Author Topic: An 'interesting' thing you can do in C++ (Read 18775 times)

nfmax · « **Reply #75 on:** September 12, 2018, 05:02:25 pm »

Ah yes, the aliasing problem. Interestingly, with default switches this code doesn't generate a warning. On my system, the assignment occurs after the post-increment, thereby clobbering it.

Code: [Select]

byrd:ctest max$ gcc --version
Configured with: --prefix=/Applications/Xcode.app/Contents/Developer/usr --with-gxx-include-dir=/Applications/Xcode.app/Contents/Developer/Platforms/MacOSX.platform/Developer/SDKs/MacOSX.sdk/usr/include/c++/4.2.1
Apple LLVM version 9.1.0 (clang-902.0.39.2)
Target: x86_64-apple-darwin17.7.0
Thread model: posix
InstalledDir: /Applications/Xcode.app/Contents/Developer/Toolchains/XcodeDefault.xctoolchain/usr/bin

I think we can add the pre/post increment/decrement operators to the Dodgy C Constructs list! You can always write:

Code: [Select]

array[a] = array[b];
array[b] = array[b] + 1;

Which is unambiguous

newbrain · « **Reply #76 on:** September 12, 2018, 05:38:45 pm »

Quote from: NorthGuy on September 12, 2018, 04:17:28 pm

Quote from: newbrain on September 12, 2018, 02:19:42 pm
Moreover, note 8 of 5.1.1.3 clearly states that implementations can successfully translate an invalid program.

I would simply call it wrong.

Compiler may not know that the program is invalid. For example:
[...]

Of course!

Quote from: nfmax on September 12, 2018, 05:02:25 pm

I think we can add the pre/post increment/decrement operators to the Dodgy C Constructs list!
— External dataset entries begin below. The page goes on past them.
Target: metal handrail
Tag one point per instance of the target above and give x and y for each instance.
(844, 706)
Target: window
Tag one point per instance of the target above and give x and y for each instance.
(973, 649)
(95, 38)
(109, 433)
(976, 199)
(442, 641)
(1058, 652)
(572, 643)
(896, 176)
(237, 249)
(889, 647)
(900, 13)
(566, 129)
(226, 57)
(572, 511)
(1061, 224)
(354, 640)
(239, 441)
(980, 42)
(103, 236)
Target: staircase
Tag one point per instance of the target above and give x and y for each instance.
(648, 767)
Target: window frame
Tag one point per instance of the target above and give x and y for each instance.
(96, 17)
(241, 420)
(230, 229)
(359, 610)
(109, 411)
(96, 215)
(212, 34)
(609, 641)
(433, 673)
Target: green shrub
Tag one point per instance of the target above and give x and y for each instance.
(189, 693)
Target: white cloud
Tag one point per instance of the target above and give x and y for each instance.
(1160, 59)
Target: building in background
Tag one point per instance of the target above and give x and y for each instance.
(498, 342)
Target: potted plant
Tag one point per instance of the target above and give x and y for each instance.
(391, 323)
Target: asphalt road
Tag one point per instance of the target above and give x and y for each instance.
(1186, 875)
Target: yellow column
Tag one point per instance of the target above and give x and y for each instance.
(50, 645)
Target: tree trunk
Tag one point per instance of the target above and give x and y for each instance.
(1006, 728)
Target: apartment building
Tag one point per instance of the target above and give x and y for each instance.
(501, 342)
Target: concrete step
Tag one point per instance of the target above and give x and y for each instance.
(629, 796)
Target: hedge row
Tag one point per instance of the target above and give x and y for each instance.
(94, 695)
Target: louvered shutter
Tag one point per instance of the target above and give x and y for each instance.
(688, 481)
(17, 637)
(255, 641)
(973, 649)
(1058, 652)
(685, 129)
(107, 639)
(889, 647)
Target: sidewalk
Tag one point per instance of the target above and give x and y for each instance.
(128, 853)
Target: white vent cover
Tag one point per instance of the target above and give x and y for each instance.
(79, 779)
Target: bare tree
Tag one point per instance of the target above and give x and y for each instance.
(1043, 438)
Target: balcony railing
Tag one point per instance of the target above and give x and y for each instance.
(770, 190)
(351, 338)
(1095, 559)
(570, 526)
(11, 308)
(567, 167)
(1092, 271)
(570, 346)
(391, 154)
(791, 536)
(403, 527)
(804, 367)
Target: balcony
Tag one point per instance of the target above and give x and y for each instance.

I don't see anything dodgy in those operators, following the line of thought "It's dodgy as it can result in undefined behaviour" one could also include all the arithmetic operators in the category.
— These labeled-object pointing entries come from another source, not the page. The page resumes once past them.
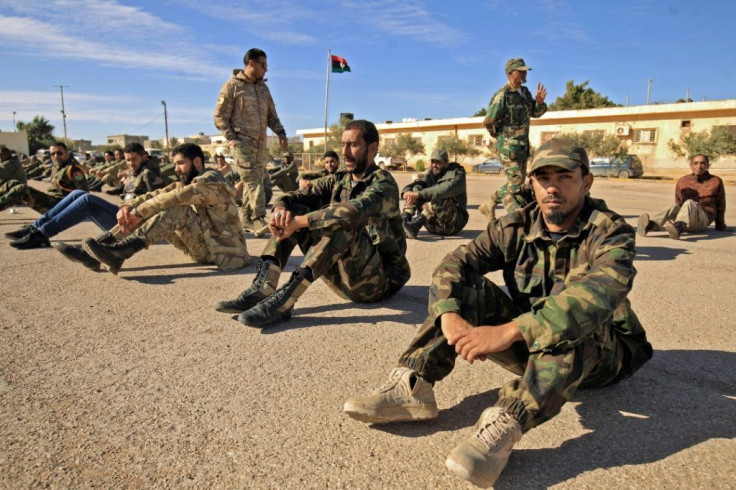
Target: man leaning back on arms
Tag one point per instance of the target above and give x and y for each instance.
(567, 261)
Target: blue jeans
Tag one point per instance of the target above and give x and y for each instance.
(73, 209)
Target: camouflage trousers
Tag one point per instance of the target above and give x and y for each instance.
(13, 193)
(546, 379)
(180, 227)
(690, 213)
(251, 166)
(346, 260)
(444, 216)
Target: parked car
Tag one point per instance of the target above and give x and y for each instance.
(623, 168)
(490, 166)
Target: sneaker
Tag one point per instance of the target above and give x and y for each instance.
(405, 396)
(481, 458)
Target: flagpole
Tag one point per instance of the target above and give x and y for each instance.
(327, 91)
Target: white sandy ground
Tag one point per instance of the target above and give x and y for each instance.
(136, 381)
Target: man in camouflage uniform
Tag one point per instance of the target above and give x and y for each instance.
(567, 261)
(507, 120)
(66, 176)
(197, 215)
(440, 196)
(80, 205)
(349, 229)
(331, 162)
(244, 109)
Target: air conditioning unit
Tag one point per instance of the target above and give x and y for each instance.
(623, 130)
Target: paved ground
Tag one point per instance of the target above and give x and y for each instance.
(135, 381)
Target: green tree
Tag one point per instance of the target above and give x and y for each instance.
(580, 96)
(457, 149)
(717, 142)
(39, 131)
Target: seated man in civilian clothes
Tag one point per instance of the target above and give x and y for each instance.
(80, 205)
(197, 215)
(66, 175)
(349, 229)
(440, 197)
(700, 199)
(568, 264)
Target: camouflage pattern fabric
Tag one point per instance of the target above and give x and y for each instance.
(212, 202)
(507, 120)
(568, 297)
(355, 239)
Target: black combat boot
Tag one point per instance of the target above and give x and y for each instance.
(279, 305)
(26, 230)
(114, 254)
(264, 284)
(411, 229)
(35, 239)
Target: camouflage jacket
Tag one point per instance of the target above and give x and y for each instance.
(449, 184)
(244, 109)
(146, 179)
(12, 169)
(372, 203)
(567, 289)
(214, 202)
(67, 177)
(509, 112)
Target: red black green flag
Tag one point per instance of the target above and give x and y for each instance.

As NorthGuy correctly described, UB is in most cases not something that resulted from sloppy thinking but enabled the compilers and the resulting code not to be burdened by excessive runtime checks, trading safety for efficiency.
Fortran, for example, has a different set of rules for aliasing, allowing an even higher degree of shortcuts and optimizations (and biting my ass more than once in faraway times

).

If one wants thoughtless safety, other languages are more suitable.

RoGeorge · « **Reply #77 on:** September 12, 2018, 05:45:44 pm »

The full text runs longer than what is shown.